Employee retention refers to the various policies and practices which let the employees stick to an organization for a longer period of time. Every organization invests time and money to find a new prospect, make him a corporate ready material and bring him at par with the existing employees. The organization is completely at loss when the employees leave their job once they are fully trained. Employee retention takes into account the various measures taken so that an individual stays in an organization for the maximum period of time.

Most of the employees leave an organization out of frustration and constant friction with their superiors or other team members. In some cases low salary, lack of growth prospects and motivation compel an employee to look for a change. The management must try its best to retain those employees who are really important for the system.

Let’s now look at some statistics to keep in mind while trying to solve retention concerns.

  • Some 73% of organizations revamp their onboarding to improve their employee retention. This is the time in which new hires connect with the company, so improving the correlation between their work and the organizational values will help boost employee longevity.
  • One third of new hires quit their job after about six months. It’s critical to outline milestones for the new hires to accomplish. Without these goals to help cultivate new employees, it’s easy for them to become under-challenged or overwhelmed.
  • Nearly four out of five (78%) of business leaders rank employee retention as important or urgent. With the cost of employee turnover and the benefits of retaining well-trained employees, making sure new hires don’t leave is one of leaders’ top concerns.
  • Remote workers are 50% less likely to quit. Employees who telecommute are typically more satisfied with their jobs, so it makes sense they’d be less likely to quit because they’re able to work at their own pace, in an environment they’re comfortable in. This makes remote work options a powerful way for companies to retain employees.
  • One third (33%) of employees knew whether they would stay with their company long-term after their first week. Your company’s first impression is incredibly important. You need to engage them early and often with a specific strategy and goal in mind.
  • Some 35% of employees will start looking for a job if they don’t receive a pay raise in the next 12 months. But if you’ve onboarded new hires well, created a connection between their role in the company and the overall values, this might not be as much of a problem as you’d expect.

You go to considerable trouble and expense to identify, interview, and hire great employees for your organization. So retaining them should also be a top priority. Luckily, most good retention practices are inexpensive to implement.

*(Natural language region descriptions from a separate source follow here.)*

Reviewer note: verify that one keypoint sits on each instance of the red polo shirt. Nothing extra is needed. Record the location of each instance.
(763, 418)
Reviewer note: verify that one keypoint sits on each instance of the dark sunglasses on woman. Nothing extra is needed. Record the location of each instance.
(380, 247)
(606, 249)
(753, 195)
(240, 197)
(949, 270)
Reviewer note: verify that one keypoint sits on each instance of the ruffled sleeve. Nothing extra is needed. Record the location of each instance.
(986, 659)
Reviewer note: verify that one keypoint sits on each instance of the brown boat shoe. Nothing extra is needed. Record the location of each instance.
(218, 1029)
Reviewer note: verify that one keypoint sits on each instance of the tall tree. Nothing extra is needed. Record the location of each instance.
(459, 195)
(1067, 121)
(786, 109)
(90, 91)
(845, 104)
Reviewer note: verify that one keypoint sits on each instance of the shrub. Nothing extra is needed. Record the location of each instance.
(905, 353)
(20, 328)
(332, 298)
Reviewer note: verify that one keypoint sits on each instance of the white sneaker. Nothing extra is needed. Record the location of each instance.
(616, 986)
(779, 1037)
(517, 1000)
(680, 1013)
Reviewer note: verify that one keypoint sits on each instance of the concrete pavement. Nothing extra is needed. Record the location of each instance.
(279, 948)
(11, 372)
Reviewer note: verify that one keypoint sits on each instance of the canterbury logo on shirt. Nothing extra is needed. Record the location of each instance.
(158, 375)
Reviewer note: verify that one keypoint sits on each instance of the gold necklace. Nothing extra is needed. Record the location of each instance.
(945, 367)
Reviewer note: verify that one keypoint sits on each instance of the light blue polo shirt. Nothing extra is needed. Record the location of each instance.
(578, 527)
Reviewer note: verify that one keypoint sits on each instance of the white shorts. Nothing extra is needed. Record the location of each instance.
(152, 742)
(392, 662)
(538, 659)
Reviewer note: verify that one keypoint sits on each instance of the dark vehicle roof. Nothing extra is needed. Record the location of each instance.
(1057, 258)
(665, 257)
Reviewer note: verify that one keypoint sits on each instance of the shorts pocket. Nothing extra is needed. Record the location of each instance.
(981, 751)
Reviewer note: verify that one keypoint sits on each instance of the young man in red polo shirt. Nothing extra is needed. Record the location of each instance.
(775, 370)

To understand how to retain good employees, you first need to know what they’re looking for. Today, the best employees want:

  • Career development opportunities and a chance to grow in their chosen field;
  • Regular feedback on how both they and the company are doing;
  • Flexible work schedules that recognize their need for work/life balance;
  • Benefits tailored to their individual needs.


Now let’s see how tweaking some of your employment practices can have a big impact on employee retention:

  • Recruitment and hiring. When there’s a good match between employees and your organization, retention is less likely to be an issue. Culture-fit is often overlooked in the onboarding; it will have an important impact on Retention.
  • Orientation and onboarding. Treating employees right in the critical early stages of employment has been proven to enhance retention.
  • Training and development. Training and development are key factors in helping employees grow with your company and stay marketable in their field.
  • Internal communication. Effective communication can help ensure that employees to want to stay with your company. Employees need to know and be reminded on a regular basis how the organization is doing and what they can do to help.
  • Performance evaluation. When employees know what they’re doing well and where they need to improve, both they and your organization benefit.